Pose the question most people are too polite to ask: if a model has hundreds of billions of parameters, why doesn't it cost hundreds of billions of parameters' worth of math to answer a single question? For models built as a mixture of experts, the answer is that they don't run the whole network for every input. They run a small slice of it, chosen on the fly. Forget the name for a second — here is the mechanism. The network is broken into many parallel sub-networks, each called an expert. Sitting in front of them is a small, trainable component called a gating network. For each piece of input — in a language model, roughly each token — the gating network looks at that input and picks a handful of experts to actually do the work. The rest of the experts sit idle for that token. The output is a weighted combination of just the experts that were selected.
The phrase for this is conditional computation: which parts of the network are active depends on the example being processed. The idea is old, but making it work at scale was not. The reference point is the 2017 paper "Outrageously Large Neural Networks: The Sparsely-Gated Mixture-of-Experts Layer" by Noam Shazeer and colleagues, which introduced the sparsely-gated MoE layer that modern systems descend from. Its central claim is precisely the capacity-without-cost trade the technique promises.
Conditional computation, where parts of the network are active on a per-example basis, has been proposed in theory as a way of dramatically increasing model capacity without a proportional increase in computation.— Outrageously Large Neural Networks (arXiv:1701.06538), source
Two numbers from that paper make the scale concrete. The authors describe a sparsely-gated MoE layer "consisting of up to thousands of feed-forward sub-networks," and report model architectures in which an MoE with up to 137 billion parameters is applied between stacked recurrent layers — while achieving, in their words, "greater than 1000x improvements in model capacity with only minor losses in computational efficiency on modern GPU clusters." The point is the gap between two quantities that people routinely conflate: total parameters (how much the model can hold) and active parameters per input (how much compute it spends to process one example). A dense network ties those together — every parameter participates in every forward pass. An MoE deliberately pries them apart.
The gating network is where the real work hides
The experts are the easy part to picture: ordinary feed-forward sub-networks, each free to specialize during training on whatever patterns it ends up being routed. The subtle component is the gate. The paper describes a trainable gating network that determines a sparse combination of experts to use for each example — meaning it outputs, for every input, a short list of selected experts and the weights to mix their outputs. "Sparse" is load-bearing here: the gate is trained to pick only a small number, so that the cost of a forward pass tracks the few experts chosen, not the thousands available. Because the gate is trained jointly with everything else, the routing is learned rather than hand-designed — the model discovers which experts to send which kinds of input to. Practical MoE systems add machinery to keep the gate from collapsing onto a few favorite experts and to balance load across them, but the core object is just this: a small learned router in front of a large pool of specialists.

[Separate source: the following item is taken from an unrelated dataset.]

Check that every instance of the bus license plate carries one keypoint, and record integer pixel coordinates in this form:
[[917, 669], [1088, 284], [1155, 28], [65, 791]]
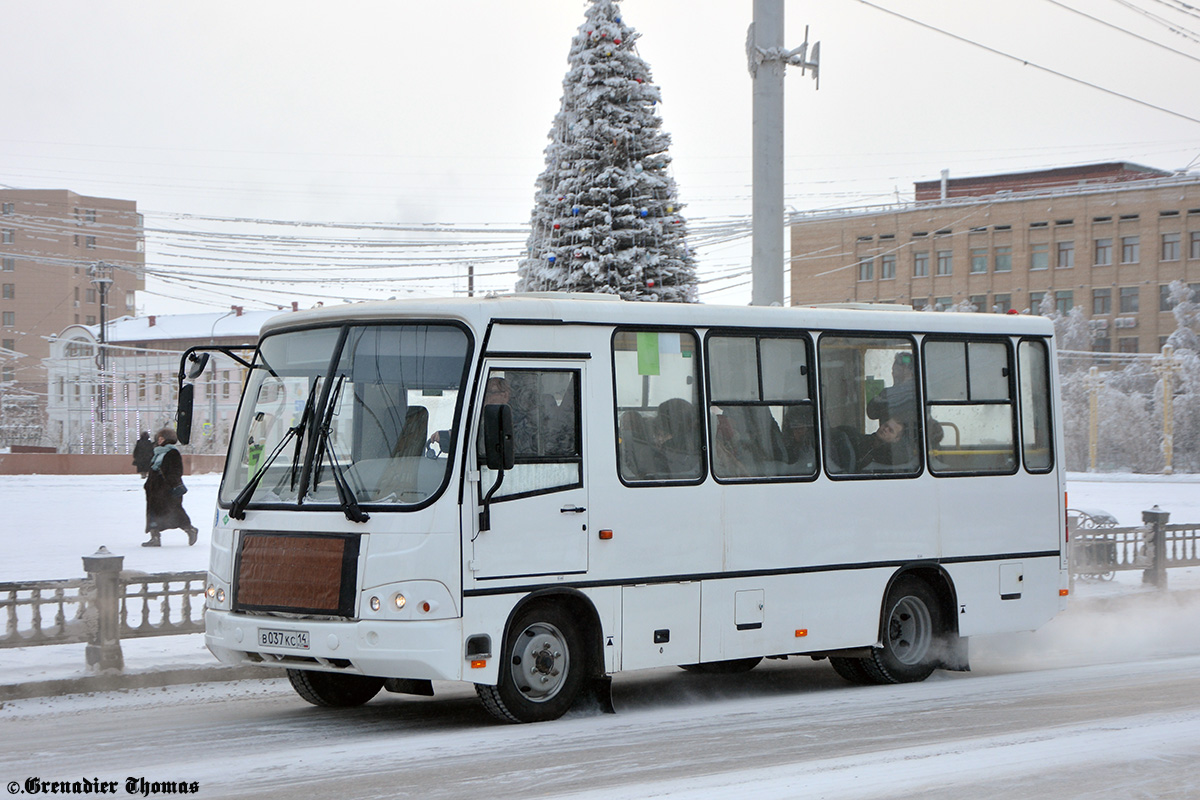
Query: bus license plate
[[289, 639]]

This is also why MoE invites a common misreading. A headline parameter count — "a trillion-parameter model" — describes total capacity, the size of the whole pool of experts. It does not tell you how many parameters actually fire per token, which is the number that drives the compute and the cost of serving one query. Two models with the same total parameter count can have very different active footprints depending on how many experts the gate selects. When you see a large model that runs more cheaply than its size implies, sparsity in the routing is usually part of the reason.
Why this shows up in business filings, not just research
The reason a mechanism paper from 2017 still matters commercially is that inference — serving a trained model to users — is a recurring operating cost that scales with usage, and it is paid in compute. A technique that lets total capacity grow while holding active-compute-per-token roughly flat is, read through an income statement, a technique that bends the cost curve of running AI. That is why expert-routing methods keep appearing in the patent estates and engineering disclosures of the companies that operate models at scale: the same hyperscalers whose capital-expenditure lines have climbed steeply to build AI capacity have a direct interest in spending that capacity efficiently per query. The research mechanism and the business pressure point at the same place.
One honest caveat closes the loop. "Mixture of experts" describes a family of designs, not a single fixed recipe; systems differ in how many experts they hold, how many the gate selects per token, and how they balance the load — and those choices change the capacity-versus-cost math in ways the headline parameter count never reveals. What is durable across all of them is the idea the 2017 paper realized at scale: route each input to a few specialists rather than running the whole network, and you can make a model far larger in what it knows without making it proportionally more expensive to ask. That decoupling — capacity up, compute-per-example held in check — is the entire point, and it is why the technique remains foundational to how the largest models are built and served.